CANNONS OF GOOD BANKING SECURITY

  1. Validity of the title of the borrower: when a consumer applies for loan against some security, the banker must ascertain the validity of the title of the borrower. If he gets a defective title, he cannot enforce his rights against the debtor. The banker must also get the tilt transferred to him by executing appropriate documents.
  2. Liquidity: the main feature of a secured loan is reliance on security and not on the creditworthiness and financial standing of the borrower. So, a banker must consider whether the security offered is easily marketable without loss. He should prefer only liquid assets such as manufactured goods, raw materials, gold, etc.
  3. Stability is value: the value of the security must be stable and steady. It should not fluctuate widely.
  4. Easy transferability: the security must be transferable. A document of title to can be transferred by endowment and delivery. Immoveable property does not have easy transferability.
  5. Clean and marketable title: the security should have clear title. It it is not clear, charging of security becomes defective and disposal of the property on a subsequent date becomes impossible. The security should be free from encumbrances.
  6. Free from disabilities: a banker should disqualify securities crippled with certain disabilities, like, partly paid up shares, life insurance policy without surrender value and so on. He should see before accepting that the security is free from such disabilities.
  7. Realisation of advance: if the borrower fails to repay the debt within the time specified, the banker, after serving a reasonable notice, can sell the securities and recover his dues. If the banker is unable o recover the full amount from the sale proceeds, he can file a suit against the borrower for the recovery of the balance within three years from the date of sanction do advance.
  8. Margin: margin is he provision for safety maintained by the baker while advancing against securities. A banker does not lend the full value of the security offered by the borrower. He retains a margin over it he margin is the difference between the market value of the security offered and the loan granted. E.g. If a building worth for ₹10,000 is submitted as a secutrity, then the banker will sanction only ₹5000. Here, he lends only 50% of the security and keeps a margin of 50%.
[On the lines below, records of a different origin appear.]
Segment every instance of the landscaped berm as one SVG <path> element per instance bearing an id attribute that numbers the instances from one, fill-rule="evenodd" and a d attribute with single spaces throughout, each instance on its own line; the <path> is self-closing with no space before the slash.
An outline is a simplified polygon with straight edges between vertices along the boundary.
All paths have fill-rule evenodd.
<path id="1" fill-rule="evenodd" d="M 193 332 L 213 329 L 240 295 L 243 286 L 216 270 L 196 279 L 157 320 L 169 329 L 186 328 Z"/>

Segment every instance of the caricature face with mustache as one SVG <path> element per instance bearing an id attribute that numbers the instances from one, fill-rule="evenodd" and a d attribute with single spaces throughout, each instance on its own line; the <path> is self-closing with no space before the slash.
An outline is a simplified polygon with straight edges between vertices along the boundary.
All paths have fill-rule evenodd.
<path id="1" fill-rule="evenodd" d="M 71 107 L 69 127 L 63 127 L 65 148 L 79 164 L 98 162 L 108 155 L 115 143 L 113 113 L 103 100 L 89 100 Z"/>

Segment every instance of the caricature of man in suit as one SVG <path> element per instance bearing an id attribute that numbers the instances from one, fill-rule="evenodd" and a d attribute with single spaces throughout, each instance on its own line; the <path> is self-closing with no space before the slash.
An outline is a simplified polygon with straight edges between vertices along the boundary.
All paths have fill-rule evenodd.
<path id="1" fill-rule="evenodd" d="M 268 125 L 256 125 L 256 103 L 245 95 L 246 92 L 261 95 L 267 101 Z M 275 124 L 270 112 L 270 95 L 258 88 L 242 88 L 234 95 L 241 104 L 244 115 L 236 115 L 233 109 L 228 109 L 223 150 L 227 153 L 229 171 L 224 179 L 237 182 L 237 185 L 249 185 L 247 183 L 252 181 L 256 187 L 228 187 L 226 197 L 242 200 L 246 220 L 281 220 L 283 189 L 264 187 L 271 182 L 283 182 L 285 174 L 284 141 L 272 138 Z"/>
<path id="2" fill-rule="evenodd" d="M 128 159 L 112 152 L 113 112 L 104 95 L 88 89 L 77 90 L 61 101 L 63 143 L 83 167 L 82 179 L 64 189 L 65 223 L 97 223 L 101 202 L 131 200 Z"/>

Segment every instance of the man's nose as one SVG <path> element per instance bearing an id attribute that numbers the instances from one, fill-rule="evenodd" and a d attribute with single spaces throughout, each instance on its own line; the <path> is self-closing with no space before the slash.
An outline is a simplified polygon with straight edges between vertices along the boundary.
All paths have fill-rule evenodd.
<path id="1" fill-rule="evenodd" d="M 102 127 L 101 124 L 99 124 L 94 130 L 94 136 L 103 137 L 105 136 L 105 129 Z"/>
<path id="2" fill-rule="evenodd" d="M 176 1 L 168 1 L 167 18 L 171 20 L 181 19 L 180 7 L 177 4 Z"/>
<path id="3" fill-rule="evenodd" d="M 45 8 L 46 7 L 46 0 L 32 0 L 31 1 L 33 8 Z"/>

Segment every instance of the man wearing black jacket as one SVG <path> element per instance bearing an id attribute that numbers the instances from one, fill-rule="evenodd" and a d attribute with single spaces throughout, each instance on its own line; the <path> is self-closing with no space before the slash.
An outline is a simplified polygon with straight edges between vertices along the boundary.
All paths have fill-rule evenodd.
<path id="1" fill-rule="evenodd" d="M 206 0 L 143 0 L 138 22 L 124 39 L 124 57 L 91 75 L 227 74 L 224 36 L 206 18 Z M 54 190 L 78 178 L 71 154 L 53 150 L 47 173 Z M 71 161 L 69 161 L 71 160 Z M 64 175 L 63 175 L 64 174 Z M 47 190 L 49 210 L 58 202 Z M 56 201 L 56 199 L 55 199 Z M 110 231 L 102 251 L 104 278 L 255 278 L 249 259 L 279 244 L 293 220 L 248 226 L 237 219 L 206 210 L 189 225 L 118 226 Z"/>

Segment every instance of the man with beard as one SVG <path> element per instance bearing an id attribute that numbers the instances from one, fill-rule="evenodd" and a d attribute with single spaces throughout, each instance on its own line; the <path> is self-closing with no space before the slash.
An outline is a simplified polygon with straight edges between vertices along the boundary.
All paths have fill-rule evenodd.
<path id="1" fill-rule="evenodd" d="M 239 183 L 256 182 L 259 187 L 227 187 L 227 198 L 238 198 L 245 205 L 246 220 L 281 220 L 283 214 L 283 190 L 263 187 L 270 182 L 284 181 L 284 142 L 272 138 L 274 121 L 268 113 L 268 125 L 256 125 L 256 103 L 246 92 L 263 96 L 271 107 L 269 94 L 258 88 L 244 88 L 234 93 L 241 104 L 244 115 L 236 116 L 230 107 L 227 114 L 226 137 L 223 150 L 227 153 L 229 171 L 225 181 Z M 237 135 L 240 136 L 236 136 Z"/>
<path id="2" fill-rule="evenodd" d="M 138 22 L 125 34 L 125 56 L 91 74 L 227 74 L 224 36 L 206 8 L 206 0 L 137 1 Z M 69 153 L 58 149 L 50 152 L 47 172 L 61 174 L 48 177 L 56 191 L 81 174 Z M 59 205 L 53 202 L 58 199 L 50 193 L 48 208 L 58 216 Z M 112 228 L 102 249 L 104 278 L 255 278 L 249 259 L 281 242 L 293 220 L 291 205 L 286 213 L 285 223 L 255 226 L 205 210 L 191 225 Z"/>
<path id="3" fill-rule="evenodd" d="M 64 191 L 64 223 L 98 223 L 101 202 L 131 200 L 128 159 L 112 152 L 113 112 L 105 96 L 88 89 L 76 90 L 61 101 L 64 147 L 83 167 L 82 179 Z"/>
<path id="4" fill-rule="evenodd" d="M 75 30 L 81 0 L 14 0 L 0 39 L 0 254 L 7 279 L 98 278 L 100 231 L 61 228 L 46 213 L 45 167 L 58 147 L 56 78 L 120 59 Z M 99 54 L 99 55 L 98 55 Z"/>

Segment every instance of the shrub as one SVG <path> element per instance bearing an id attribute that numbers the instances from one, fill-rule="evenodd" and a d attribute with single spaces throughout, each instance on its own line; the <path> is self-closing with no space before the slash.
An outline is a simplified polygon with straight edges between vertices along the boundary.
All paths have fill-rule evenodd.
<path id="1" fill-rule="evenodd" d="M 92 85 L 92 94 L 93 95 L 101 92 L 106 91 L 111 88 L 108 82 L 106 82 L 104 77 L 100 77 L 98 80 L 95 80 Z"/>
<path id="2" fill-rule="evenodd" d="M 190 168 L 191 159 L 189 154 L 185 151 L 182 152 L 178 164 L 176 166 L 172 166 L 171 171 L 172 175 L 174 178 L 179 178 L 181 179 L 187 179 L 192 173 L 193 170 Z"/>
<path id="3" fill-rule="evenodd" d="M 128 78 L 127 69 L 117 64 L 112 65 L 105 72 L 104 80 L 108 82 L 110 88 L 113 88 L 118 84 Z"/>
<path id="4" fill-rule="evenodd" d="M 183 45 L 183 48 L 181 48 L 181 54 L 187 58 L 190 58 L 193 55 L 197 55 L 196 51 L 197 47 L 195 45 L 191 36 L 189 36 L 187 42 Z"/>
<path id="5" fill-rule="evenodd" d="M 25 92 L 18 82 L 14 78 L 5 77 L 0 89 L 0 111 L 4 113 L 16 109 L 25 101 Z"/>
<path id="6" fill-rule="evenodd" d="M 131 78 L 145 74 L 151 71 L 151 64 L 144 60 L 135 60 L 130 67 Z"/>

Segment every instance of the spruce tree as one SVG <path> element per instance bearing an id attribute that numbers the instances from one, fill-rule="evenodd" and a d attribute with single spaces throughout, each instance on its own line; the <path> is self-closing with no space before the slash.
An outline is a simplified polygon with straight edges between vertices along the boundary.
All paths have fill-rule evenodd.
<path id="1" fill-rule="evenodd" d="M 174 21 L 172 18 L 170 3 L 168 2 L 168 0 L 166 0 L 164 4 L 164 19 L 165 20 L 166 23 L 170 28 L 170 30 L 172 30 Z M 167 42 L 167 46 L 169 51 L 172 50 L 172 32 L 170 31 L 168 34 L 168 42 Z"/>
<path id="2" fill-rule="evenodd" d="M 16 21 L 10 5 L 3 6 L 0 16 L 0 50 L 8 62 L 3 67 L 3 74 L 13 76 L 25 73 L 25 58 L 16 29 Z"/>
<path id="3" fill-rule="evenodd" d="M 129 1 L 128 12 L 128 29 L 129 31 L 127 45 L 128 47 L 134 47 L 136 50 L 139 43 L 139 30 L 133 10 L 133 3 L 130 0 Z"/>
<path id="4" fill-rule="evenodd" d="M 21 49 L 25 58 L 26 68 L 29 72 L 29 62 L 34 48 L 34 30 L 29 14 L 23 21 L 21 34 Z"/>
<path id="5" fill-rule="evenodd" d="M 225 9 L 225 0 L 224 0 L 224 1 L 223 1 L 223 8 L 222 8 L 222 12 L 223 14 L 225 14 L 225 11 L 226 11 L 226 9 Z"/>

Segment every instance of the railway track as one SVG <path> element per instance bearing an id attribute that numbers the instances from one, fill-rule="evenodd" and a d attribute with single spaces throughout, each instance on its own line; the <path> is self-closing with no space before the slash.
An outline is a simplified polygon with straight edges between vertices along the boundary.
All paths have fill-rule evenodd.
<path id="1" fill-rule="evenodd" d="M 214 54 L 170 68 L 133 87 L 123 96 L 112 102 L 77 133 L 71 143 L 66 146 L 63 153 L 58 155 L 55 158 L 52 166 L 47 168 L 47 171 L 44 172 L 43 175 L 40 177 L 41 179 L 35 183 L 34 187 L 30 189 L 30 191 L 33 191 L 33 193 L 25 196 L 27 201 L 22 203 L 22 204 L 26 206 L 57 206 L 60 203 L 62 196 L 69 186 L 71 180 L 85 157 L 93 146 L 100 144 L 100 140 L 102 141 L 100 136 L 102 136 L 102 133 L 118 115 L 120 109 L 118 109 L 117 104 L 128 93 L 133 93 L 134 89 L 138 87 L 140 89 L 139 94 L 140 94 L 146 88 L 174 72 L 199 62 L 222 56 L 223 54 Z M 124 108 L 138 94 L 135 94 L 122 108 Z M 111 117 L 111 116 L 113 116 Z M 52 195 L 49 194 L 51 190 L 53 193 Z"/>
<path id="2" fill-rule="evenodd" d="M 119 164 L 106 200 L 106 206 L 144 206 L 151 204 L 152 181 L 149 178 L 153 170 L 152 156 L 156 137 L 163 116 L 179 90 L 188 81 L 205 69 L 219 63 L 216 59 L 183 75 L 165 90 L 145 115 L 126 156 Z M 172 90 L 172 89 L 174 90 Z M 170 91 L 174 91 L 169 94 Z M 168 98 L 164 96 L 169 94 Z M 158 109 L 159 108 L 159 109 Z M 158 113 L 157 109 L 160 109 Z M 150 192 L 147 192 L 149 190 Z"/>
Margin is retained on the advance because of the following reasons:

  • The fluctuations in the market value of the security.
  • The liability of the borrower increases on the account of interest and other charges while the value of security remains the same.
  • Value of security may go down due to deterioration and depreciation.
  • Banker maintains a margin so that the borrower repays the debt promptly.

The margin differs from security to security:

  • For precious metals (gold, silver, etc): it depends upon the nature of the security. If there is a permanent demand of the security and if the value is steady enough. Banker will keep a small margin. E.g. Only 5 to 10% on gold.
  • Industrial securities: it depends upon the company and the type of security. A higher margin is maintained for equity shares than for preference shares. Generally, it is 25% on preference share and 40% for equity shares.
  • Government security: the securities issued by government will be less steady. They vary within very narrow limits. In such case, a small margin of 5 to 10% is sufficient.
  • Margin for goods: the demand and nature of the goods determines the margin. A low margin is sufficient for staple goods like wheat, sugar and cotton. Similarly, higher margin is kept for perishable commodities and luxury goods.
  • In case of commodities subject to reserve bank’s selective credit control the margin is set according to the direction of the reserve bank.
  • Also, the creditworthiness and integrity determines the margin.
  1. Documentation: it is a salient feature of sound lending. The terms and conditions under which the loan is sanctioned and the security accepted are put down in writing and signed by the borrower. Obtaining such agreement is called documentation. It specifies the rights and liabilities of the banker and the customer. So there is no room for misunderstanding of the term between both the parties. Usually, an agreement contains a declaration by the borrower that he has absolutely good title over the property deposited. This prevents the depositor from declaring himself as the legal owner. If he has defective or no title over them.